107)L’EPREUVE DE LA JUSTICE

ACHIGAN, sans s’en douter, se matérialisa à l’endroit précis où IKKI enterrera ESMERALDA, son seul et unique amour. DOHKO, collé à ses basques, arriva un quart de seconde plus tard sur le cap.
- Le dénouement est proche, annonça sans risque le MÜ. Ta mort sera la pierre angulaire sur laquelle sera bâti l’ère nouvelle !
- Si je meurs, ce ne sera certainement pas en cette époque archaïque ! Par la COLERE DU DRAGON !!!
Le SAINT partit à l’assaut. Mais, malgré le fait que son attaque atteigne allégrement la vitesse de la lumière, le guerrier du SHESHA l’évita avec trop d’aisance. Suspicieux, l’ermite changea de tactique et l’agressa au corps. Toutefois, le MÜ esquiva ses coups avec une facilité énervante.
- C’est encore un effet de ton mouvement pendulaire de malheur, s’écria l’homme de ROZAN. Je ne sais comment, mais tu parviens à ralentir mes mouvements ou à accélérer les tiens !
- Un peu des deux, avoua le voyageur spatio-temporel. Les SAINTS d’or, et leur septième sens, sont beaucoup trop rapides à mon goût ! C’est un procédé un peu rustre, mais c’est le seul moyen de ne pas me laisser déborder !
- J’ai horreur des couards et des lâches de ton acabit, clama son adversaire, en portant son aura à son paroxysme. Mais, quels que soient tes subterfuges, tu n’éviteras pas ma prochaine technique, je te le garantie ! Par les CENT DRAGON DE ROZAN !!!
L’armée de dragons d’émeraude se rua sur le guerrier du SHESHA qui, une goutte de sueur au front, hurla alors :
- TIME WARP !!!!
ACHIGAN se dématérialisa alors et fut aussitôt remplacé par un DOHKO éberlué. Les cent dragons, incapable de faire la différence, heurtèrent alors leur créateur de plein fouet.

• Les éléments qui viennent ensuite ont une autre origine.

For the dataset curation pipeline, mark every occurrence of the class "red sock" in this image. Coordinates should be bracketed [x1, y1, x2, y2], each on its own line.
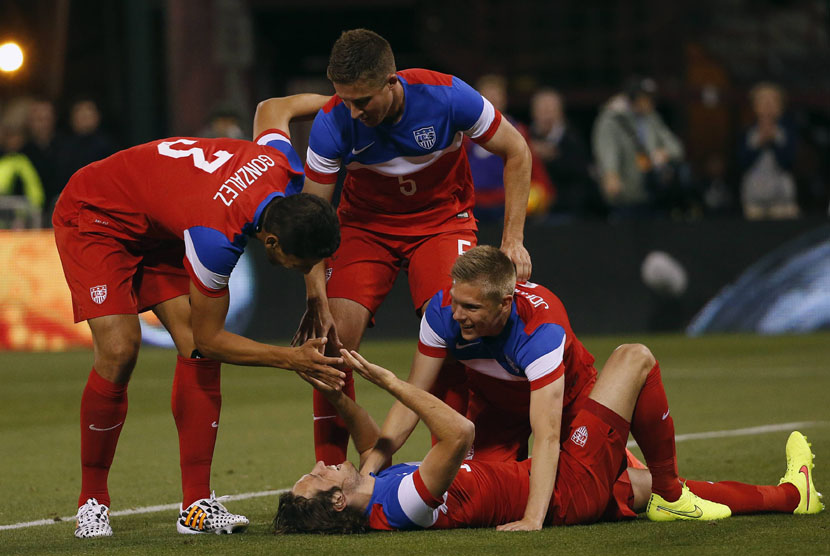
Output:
[631, 363, 682, 502]
[171, 356, 222, 508]
[686, 481, 801, 514]
[313, 369, 355, 465]
[78, 368, 127, 507]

- Leçon élémentaire, ricana le MÜ. Un guerrier doit être capable de résister à sa propre attaque ! Ceci afin d’éviter ce genre de scénario catastrophe !
- Comment… Comment as-tu… ?
- Le TIME WARP m’a sauvé, expliqua ACHIGAN. Cette technique est une téléportation sur-vitaminée, qui me permet d’intervertir mon corps à celui de mon adversaire, sans même que celui-ci ne comprenne ce qu’il lui arrive. D’ailleurs, c’est grâce à cette technique que j’ai réussi à triompher de CALAHËL et de sa flèche assassine. Toutefois, j’admets volontiers que tu ne m’avais pas menti. Si les CENT DRAGONS m’avaient touchés, je serais certainement mort sur le coup.
Maigre consolation pour DOHKO qui avait survécu, miraculeusement, à cette attaque assez redoutable pour terrasser trois des meilleurs SPECTRES d’HADES. Le doyen des fils de la nouvelle aube, de son côté, observa la colonne de lumière disparaissant à la périphérie de l’île et dit :
- SHION est donc sorti vainqueur de son combat ! DOHKO, pardonne-moi mais il va falloir que j’accélère encore un peu les choses !
Par télépathie, le MÜ prit possession d’une des épées du SAINT et la plaça à la verticale de son crâne dénudé. La guillotine n’ayant pas encore été inventée, l’homme au diadème pensa que cette exécution sommaire ferait parfaitement l’affaire.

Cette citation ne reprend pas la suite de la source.